Wind Drift actually began its life in the 60's as a men's fragrance called Villa D'Este by the MEM company. It was marketed as an upscale fragrance but apparently never caught on until it was repackaged as Wind Drift in 1970 as part of the English Leather family. The H & R Guide lists its components as topnotes of bergamot, anise, rosemary, lavender, aldehydes, basil and lemon, midnotes of geranium, fern, rose, jasmin, carnation, cedarwood and sandalwood, with basenotes of musk, moss, tonka bean, vanilla and labdanum.

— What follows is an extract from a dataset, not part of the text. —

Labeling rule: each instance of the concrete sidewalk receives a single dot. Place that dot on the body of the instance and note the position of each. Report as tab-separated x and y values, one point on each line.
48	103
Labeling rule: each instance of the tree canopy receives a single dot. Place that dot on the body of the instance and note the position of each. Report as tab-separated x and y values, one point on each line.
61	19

I never quite got the ocean associations of the name and packaging --- this is a complex fougere with lots of green and foresty accords, although the bergamot and rosemary give it a bracing initial splash, and the jasmin and carnation add some richness to the greens of the middle. The drydown is long-lasting, but rather generic, and doesn't retain much of the earlier notes. It's never been one of my favorites, but does have some historical significance, and it was quite original for its time.
16th March, 2010 (last edited: 24th October, 2011)
Quite simply the best of the English Leather/ 70s cheapies. Very clean scent, with a strong leather base and a wind-blown quality that makes it feel light instead of bogged down like many masculine frags before and since. Strong aquatic sensibility without being feminine like many of the modern aquatic colognes.
Not particularly impressed; it just smelled "weird", not quite sure how else to put it...
Stick to the original, which is great stuff.